Cardimom: A Twitter Bot

October 10, 2021

This post is about Cardimom, a Twitter Bot that tweets interesting posts related to JavaScript and TypeScript!

Scope

This project is designed to tweet new posts published by a given set of blogs. This project is inspired from Planet Clojure which tweets new posts on topics related to Clojure that are published by a certain set of approved blogs.

Here’s how new posts get published by the Twitter bot, Cardimom. First, relevant details of a blog need to be added to the project’s config file, namely blog_spec.json. These details include: the link to the feed of the blog, the Twitter username of the author, and relevant filtering logic (discussed below).

Once a blog has been added to the config file, the system will parse the blog feed periodically and tweet any new post(s) published by that blog. To this end, a post will be considered to be a ‘new post’ if it was published after the most recent post tweeted by Cardimom.

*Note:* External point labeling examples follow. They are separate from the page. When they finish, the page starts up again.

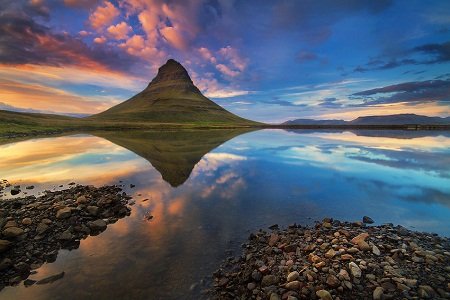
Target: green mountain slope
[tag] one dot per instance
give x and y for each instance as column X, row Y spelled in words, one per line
column 171, row 97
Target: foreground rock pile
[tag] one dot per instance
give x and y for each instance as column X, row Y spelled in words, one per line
column 338, row 260
column 32, row 230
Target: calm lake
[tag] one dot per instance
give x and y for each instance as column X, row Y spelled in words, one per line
column 207, row 190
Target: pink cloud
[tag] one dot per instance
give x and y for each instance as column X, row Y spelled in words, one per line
column 232, row 54
column 100, row 40
column 227, row 71
column 174, row 37
column 119, row 31
column 207, row 55
column 103, row 15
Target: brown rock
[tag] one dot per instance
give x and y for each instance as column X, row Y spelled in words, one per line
column 360, row 237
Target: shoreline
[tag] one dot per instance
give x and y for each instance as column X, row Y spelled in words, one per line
column 337, row 260
column 34, row 229
column 77, row 130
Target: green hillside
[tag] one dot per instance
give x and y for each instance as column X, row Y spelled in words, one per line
column 171, row 97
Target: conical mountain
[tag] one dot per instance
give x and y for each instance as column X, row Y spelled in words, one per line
column 171, row 97
column 173, row 154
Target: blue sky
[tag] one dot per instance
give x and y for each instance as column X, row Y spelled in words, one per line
column 264, row 60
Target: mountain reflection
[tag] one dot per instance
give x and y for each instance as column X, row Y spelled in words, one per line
column 173, row 153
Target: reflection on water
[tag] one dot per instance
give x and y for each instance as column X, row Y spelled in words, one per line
column 208, row 189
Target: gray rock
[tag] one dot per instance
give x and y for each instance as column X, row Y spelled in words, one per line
column 355, row 270
column 12, row 232
column 92, row 210
column 269, row 280
column 324, row 295
column 367, row 220
column 65, row 236
column 64, row 213
column 378, row 293
column 97, row 225
column 4, row 245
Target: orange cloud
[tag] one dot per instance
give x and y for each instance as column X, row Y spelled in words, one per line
column 119, row 31
column 103, row 15
column 429, row 109
column 227, row 71
column 100, row 40
column 41, row 97
column 174, row 37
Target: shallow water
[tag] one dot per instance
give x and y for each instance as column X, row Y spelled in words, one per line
column 207, row 190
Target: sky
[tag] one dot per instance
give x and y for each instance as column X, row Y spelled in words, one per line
column 264, row 60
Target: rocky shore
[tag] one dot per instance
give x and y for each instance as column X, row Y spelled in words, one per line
column 33, row 229
column 337, row 260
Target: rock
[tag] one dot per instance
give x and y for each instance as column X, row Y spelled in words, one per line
column 15, row 191
column 41, row 228
column 65, row 236
column 324, row 295
column 92, row 210
column 274, row 296
column 355, row 270
column 51, row 279
column 346, row 257
column 64, row 213
column 360, row 237
column 269, row 280
column 375, row 250
column 97, row 225
column 293, row 276
column 363, row 246
column 330, row 253
column 5, row 264
column 27, row 221
column 367, row 220
column 290, row 248
column 333, row 281
column 4, row 245
column 12, row 232
column 378, row 293
column 293, row 285
column 273, row 239
column 81, row 200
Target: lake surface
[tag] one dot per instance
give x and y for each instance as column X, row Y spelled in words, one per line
column 207, row 190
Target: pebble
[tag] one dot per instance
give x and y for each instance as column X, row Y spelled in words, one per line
column 354, row 269
column 324, row 295
column 64, row 213
column 378, row 293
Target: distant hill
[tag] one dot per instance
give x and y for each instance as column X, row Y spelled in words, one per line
column 399, row 119
column 171, row 97
column 314, row 122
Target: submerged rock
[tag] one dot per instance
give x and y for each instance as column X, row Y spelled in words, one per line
column 33, row 229
column 348, row 260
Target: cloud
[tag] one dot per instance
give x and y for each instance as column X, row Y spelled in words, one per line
column 174, row 37
column 227, row 71
column 119, row 31
column 207, row 55
column 408, row 92
column 305, row 56
column 42, row 97
column 426, row 54
column 86, row 4
column 100, row 40
column 103, row 15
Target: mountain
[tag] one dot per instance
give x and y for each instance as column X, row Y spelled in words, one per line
column 173, row 154
column 314, row 122
column 399, row 119
column 171, row 97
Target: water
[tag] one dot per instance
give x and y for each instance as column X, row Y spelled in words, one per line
column 207, row 190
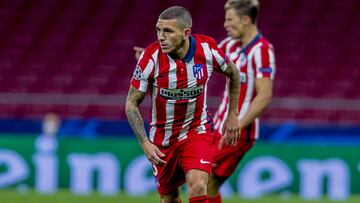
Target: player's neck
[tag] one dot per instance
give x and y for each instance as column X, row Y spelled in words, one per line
column 249, row 35
column 182, row 51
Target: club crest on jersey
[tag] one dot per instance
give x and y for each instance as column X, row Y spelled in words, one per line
column 198, row 70
column 243, row 59
column 137, row 73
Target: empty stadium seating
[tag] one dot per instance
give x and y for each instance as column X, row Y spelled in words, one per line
column 84, row 47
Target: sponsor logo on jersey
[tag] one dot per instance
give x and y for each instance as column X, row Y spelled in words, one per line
column 137, row 73
column 181, row 94
column 198, row 70
column 266, row 70
column 243, row 59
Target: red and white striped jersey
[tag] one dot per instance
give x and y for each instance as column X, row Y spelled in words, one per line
column 178, row 88
column 255, row 61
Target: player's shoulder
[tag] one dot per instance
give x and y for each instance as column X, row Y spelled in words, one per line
column 204, row 38
column 150, row 50
column 225, row 42
column 152, row 47
column 265, row 43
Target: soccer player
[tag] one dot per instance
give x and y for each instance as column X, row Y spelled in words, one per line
column 176, row 70
column 253, row 55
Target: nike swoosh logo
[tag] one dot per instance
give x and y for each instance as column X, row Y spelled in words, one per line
column 204, row 162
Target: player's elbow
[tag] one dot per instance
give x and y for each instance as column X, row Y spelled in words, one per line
column 266, row 98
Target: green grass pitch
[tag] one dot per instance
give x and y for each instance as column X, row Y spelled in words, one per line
column 12, row 196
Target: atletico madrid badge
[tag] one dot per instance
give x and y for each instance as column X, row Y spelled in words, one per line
column 198, row 70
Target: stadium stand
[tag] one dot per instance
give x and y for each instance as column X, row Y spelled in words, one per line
column 75, row 57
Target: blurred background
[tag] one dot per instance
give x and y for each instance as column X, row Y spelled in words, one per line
column 65, row 68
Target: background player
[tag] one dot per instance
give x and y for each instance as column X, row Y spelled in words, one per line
column 176, row 70
column 253, row 55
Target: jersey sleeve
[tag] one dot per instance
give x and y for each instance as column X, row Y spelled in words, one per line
column 264, row 60
column 220, row 60
column 143, row 72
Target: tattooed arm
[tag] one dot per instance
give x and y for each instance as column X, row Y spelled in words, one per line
column 231, row 130
column 132, row 109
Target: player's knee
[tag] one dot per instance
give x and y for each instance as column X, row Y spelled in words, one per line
column 212, row 190
column 169, row 199
column 197, row 188
column 214, row 185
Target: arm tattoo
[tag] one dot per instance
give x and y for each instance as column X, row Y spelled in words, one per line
column 234, row 88
column 133, row 100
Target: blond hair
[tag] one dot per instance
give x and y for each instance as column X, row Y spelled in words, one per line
column 244, row 7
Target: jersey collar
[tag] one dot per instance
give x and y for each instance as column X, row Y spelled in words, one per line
column 190, row 54
column 253, row 41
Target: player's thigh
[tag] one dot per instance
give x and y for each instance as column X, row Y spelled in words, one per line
column 214, row 184
column 173, row 197
column 197, row 181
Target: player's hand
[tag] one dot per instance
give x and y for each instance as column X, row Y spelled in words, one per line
column 153, row 153
column 138, row 51
column 231, row 130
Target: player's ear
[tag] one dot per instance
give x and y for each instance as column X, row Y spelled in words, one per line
column 187, row 33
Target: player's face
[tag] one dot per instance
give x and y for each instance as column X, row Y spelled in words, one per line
column 234, row 24
column 170, row 36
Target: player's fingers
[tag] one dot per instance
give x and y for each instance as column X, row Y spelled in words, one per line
column 159, row 153
column 158, row 160
column 140, row 49
column 223, row 130
column 221, row 143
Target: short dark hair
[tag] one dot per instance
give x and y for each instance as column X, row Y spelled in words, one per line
column 181, row 14
column 244, row 7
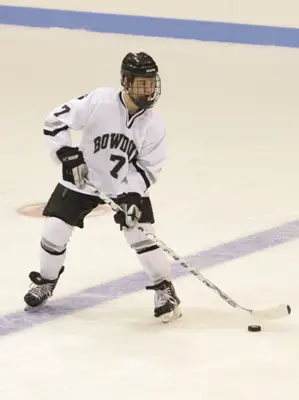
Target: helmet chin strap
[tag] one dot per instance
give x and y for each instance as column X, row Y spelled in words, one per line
column 141, row 103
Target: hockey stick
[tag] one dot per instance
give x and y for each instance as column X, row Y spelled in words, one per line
column 277, row 312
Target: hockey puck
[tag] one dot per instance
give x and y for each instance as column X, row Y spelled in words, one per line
column 254, row 328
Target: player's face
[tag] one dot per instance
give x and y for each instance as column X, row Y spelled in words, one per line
column 143, row 87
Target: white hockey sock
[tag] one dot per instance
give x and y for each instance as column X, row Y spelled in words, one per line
column 153, row 259
column 55, row 236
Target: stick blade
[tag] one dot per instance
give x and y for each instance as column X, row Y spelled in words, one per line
column 281, row 311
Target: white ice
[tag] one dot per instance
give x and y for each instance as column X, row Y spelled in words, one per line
column 232, row 118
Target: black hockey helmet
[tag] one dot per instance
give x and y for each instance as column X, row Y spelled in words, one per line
column 136, row 65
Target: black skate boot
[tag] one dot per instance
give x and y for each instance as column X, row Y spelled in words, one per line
column 166, row 301
column 40, row 291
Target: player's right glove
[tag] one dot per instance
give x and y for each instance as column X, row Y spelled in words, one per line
column 131, row 204
column 74, row 168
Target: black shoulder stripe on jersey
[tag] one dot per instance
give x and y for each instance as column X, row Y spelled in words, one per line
column 55, row 131
column 142, row 173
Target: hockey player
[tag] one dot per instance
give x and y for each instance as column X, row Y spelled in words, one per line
column 122, row 151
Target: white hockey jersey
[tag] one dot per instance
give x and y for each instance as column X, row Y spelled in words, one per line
column 123, row 153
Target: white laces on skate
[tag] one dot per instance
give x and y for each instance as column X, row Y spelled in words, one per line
column 163, row 296
column 41, row 291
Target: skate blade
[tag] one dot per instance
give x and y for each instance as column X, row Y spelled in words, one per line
column 30, row 309
column 173, row 315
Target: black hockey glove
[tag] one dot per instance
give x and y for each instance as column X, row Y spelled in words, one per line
column 131, row 204
column 74, row 169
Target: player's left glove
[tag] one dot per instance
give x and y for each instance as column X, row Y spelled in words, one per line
column 131, row 204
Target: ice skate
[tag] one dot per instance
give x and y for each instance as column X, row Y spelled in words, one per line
column 166, row 302
column 40, row 291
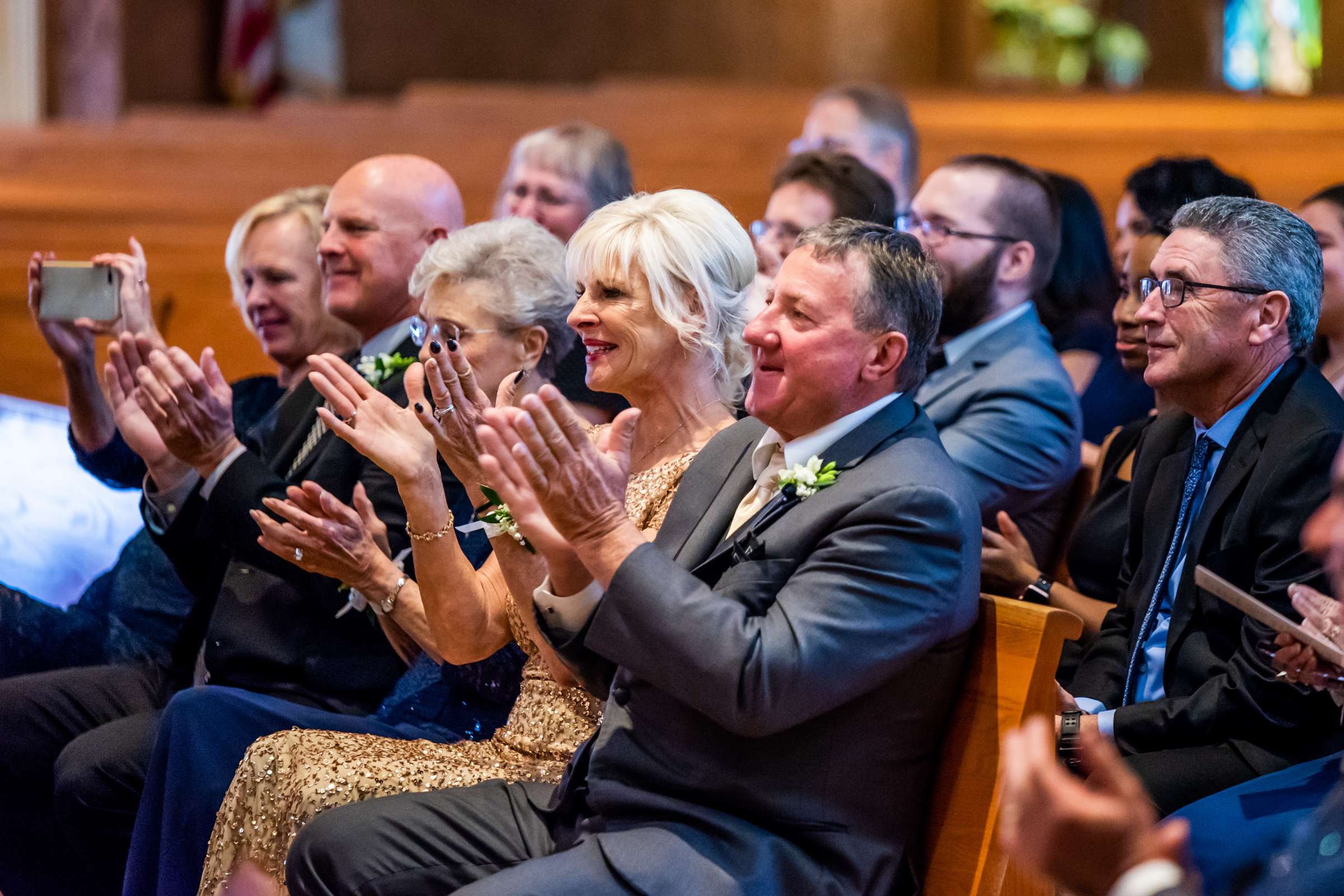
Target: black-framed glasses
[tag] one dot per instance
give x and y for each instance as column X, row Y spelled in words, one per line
column 422, row 331
column 937, row 234
column 1174, row 289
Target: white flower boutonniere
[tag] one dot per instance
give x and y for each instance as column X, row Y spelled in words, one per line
column 382, row 367
column 808, row 479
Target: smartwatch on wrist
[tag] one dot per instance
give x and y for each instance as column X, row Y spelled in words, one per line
column 1066, row 749
column 1038, row 591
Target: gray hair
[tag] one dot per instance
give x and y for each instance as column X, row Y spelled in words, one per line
column 578, row 151
column 1268, row 248
column 902, row 293
column 523, row 262
column 306, row 202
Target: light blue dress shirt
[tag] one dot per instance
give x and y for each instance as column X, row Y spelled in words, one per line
column 1155, row 647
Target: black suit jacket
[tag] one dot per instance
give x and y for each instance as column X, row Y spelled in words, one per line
column 272, row 627
column 1220, row 689
column 774, row 719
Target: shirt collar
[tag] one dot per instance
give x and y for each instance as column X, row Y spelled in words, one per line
column 389, row 339
column 956, row 347
column 1222, row 432
column 801, row 449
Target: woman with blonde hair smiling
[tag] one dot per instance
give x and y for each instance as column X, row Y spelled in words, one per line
column 660, row 281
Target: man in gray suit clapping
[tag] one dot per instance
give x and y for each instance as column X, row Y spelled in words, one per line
column 778, row 661
column 1002, row 401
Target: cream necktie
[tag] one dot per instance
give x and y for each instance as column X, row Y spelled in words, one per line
column 765, row 488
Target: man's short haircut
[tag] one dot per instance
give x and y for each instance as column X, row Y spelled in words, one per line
column 1268, row 248
column 902, row 293
column 581, row 152
column 1025, row 206
column 525, row 267
column 1170, row 182
column 854, row 190
column 888, row 120
column 306, row 202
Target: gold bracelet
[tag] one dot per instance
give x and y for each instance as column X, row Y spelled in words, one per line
column 432, row 536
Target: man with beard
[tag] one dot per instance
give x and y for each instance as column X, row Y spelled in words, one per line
column 996, row 391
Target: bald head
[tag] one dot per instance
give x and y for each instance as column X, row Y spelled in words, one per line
column 381, row 218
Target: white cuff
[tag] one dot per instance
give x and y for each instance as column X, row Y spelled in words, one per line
column 566, row 614
column 165, row 506
column 218, row 473
column 1150, row 879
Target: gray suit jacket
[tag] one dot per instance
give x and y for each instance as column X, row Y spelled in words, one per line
column 1009, row 414
column 777, row 700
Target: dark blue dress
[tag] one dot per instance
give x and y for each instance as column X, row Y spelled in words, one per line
column 133, row 612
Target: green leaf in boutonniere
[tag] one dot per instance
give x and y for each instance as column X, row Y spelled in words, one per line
column 808, row 479
column 382, row 367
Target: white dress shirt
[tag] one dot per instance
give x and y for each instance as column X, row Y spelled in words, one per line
column 572, row 613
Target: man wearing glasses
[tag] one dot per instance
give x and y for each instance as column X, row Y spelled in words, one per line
column 1177, row 678
column 1002, row 401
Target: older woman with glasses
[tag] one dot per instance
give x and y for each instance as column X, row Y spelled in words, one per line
column 662, row 281
column 494, row 297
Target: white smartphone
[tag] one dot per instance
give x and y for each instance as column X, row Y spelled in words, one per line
column 72, row 291
column 1225, row 590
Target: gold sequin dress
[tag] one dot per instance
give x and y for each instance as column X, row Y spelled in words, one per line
column 290, row 777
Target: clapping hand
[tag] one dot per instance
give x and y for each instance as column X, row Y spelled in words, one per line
column 578, row 486
column 324, row 535
column 135, row 428
column 1299, row 662
column 374, row 425
column 1007, row 564
column 1082, row 836
column 190, row 405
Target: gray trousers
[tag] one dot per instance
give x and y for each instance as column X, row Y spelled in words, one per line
column 492, row 839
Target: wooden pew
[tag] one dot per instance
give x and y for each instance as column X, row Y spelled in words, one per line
column 1010, row 676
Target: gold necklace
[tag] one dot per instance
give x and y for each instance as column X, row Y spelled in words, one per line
column 676, row 430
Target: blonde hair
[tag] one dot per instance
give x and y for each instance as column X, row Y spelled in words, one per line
column 306, row 202
column 526, row 267
column 698, row 261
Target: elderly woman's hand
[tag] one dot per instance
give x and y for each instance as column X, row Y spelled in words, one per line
column 1299, row 662
column 373, row 423
column 458, row 409
column 1007, row 564
column 324, row 535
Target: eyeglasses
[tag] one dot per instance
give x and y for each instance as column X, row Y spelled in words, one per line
column 937, row 234
column 787, row 233
column 1174, row 289
column 422, row 331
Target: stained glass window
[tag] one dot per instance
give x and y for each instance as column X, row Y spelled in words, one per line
column 1272, row 45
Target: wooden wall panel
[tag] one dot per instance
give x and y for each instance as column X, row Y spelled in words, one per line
column 178, row 179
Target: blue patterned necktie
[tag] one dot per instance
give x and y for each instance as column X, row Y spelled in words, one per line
column 1198, row 464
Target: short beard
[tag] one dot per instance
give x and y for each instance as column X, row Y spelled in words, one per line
column 969, row 296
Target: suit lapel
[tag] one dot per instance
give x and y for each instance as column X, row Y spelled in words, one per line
column 848, row 452
column 979, row 356
column 707, row 533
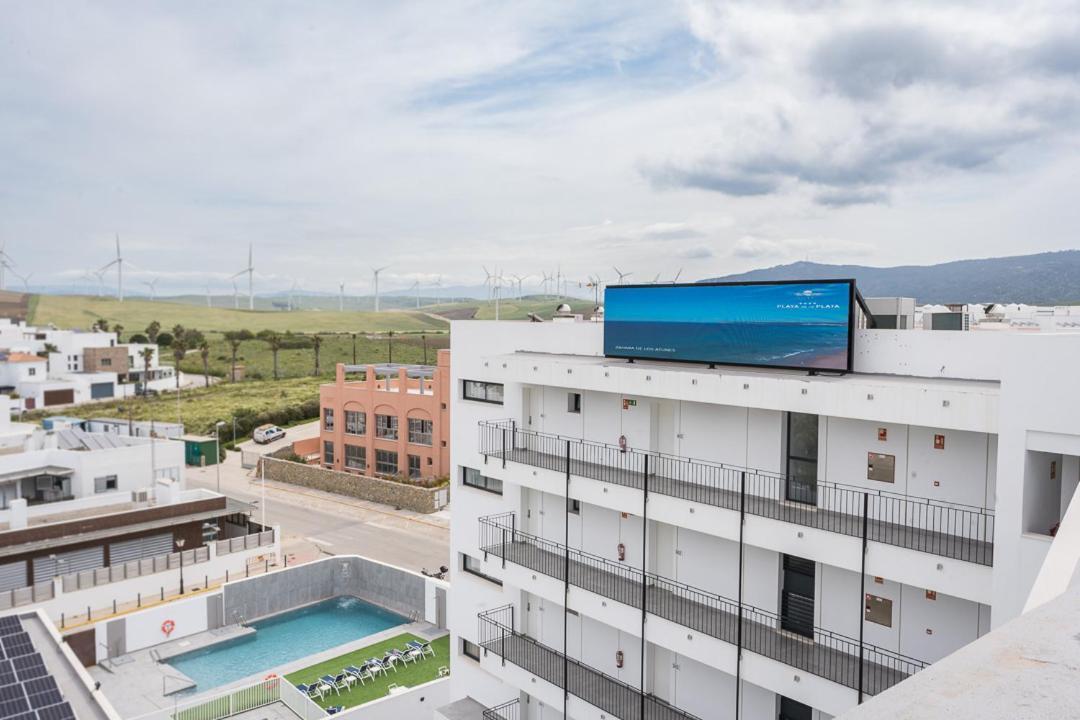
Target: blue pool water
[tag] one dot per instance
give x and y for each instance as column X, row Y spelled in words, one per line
column 284, row 638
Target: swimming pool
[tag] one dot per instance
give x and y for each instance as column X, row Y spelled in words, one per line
column 283, row 638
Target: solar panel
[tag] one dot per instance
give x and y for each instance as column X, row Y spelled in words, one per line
column 59, row 711
column 10, row 624
column 39, row 685
column 10, row 707
column 45, row 698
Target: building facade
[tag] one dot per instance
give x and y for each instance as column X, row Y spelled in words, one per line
column 393, row 420
column 656, row 540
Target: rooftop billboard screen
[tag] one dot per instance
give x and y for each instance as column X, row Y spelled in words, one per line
column 799, row 325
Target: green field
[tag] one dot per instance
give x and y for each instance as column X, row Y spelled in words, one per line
column 258, row 361
column 200, row 408
column 80, row 312
column 406, row 676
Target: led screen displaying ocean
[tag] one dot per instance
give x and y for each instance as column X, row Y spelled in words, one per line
column 822, row 345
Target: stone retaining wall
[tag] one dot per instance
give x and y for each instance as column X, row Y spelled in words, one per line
column 397, row 494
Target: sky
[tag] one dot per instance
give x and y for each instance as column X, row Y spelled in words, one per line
column 437, row 138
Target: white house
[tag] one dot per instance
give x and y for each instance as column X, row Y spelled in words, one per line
column 745, row 542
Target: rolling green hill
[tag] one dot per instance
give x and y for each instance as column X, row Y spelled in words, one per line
column 73, row 311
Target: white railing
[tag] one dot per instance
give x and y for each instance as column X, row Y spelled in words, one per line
column 225, row 705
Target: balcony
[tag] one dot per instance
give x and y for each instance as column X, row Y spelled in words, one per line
column 498, row 636
column 509, row 710
column 828, row 655
column 946, row 530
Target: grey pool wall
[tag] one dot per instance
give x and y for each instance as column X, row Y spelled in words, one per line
column 406, row 593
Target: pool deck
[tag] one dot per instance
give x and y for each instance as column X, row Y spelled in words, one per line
column 137, row 684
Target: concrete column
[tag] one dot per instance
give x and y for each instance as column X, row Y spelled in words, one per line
column 18, row 514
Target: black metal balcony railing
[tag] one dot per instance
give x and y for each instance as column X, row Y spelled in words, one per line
column 497, row 635
column 949, row 530
column 509, row 710
column 827, row 654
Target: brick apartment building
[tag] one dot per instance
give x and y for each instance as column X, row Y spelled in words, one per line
column 392, row 420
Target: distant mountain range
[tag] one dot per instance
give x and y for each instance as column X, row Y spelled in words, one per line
column 1041, row 279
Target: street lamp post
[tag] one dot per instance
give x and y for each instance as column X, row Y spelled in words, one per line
column 217, row 452
column 179, row 546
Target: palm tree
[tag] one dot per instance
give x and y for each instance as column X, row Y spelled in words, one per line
column 316, row 344
column 234, row 338
column 179, row 352
column 204, row 354
column 274, row 341
column 147, row 355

Here’s an example of a post that was tweeted by the Cardimom:

New blog post by @Microsoft: Announcing TypeScript 4.5 Beta https://t.co/roOwQW8Alt
— cardimom (@cardimomT) October 2, 2021

Config

The config file contains the list of all the blogs that will be tracked by the system. To add a new blog, a pull request will need to be made to the config file, namely blog_spec.json. Each entry of the config file relates to a specific blog and it should contain the following properties:

link: This property should contain the URL to the feed of the blog.
filter: This property should contain another JSON object. This object should have the following two properties: includes_any and excludes_all. Each of these properties should contain an array of key-words. For a blog-post to be selected by the system (for tweeting), the contents of that post or the title of the post should contain at least any one of the key-words included in the includes_any array and should not contain any of the key-words mentioned in the excludes_all array. It is, however, permissible to have either or both of these arrays to be empty. If any of these arrays is empty, the relevant filter logic (inclusion or exclusion, as the case may be) will be deemed to be fulfilled.
twitter_username: This property should contain the Twitter username of the author of the blog.

Blogs on JavaScript and TypeScript

The purpose of this project is to create a Twitter bot that shares blog-posts related to JavaScript and TypeScript. To this end, it is encouraged that any contributor wishing to add their blog to the config file, should add (at the least) the keywords JavaScript, NodeJs and TypeScript to the includes_all list. Contributors are permitted to add other related key-words as well.

System Design

Launcher: This module triggers the system. It is run periodically, after every 60 minutes.

Config Reader: It parses the config file and returns a list of all the (valid) blogs from the config file.

Database Manager: It connects with the database maintaining the state of the project.

Parser: It parses each blog feed and extracts the necessary details of each post published by that blog, namely, the title of the post, the date of publication, the contents of the post, and the link to the post.

Filter: It filters out the posts published by each blog which fail to meet the relevant filter logic (inclusion and exclusion of key-words).

Fetcher: It fetches the list of all the previously unpublished posts of every blog.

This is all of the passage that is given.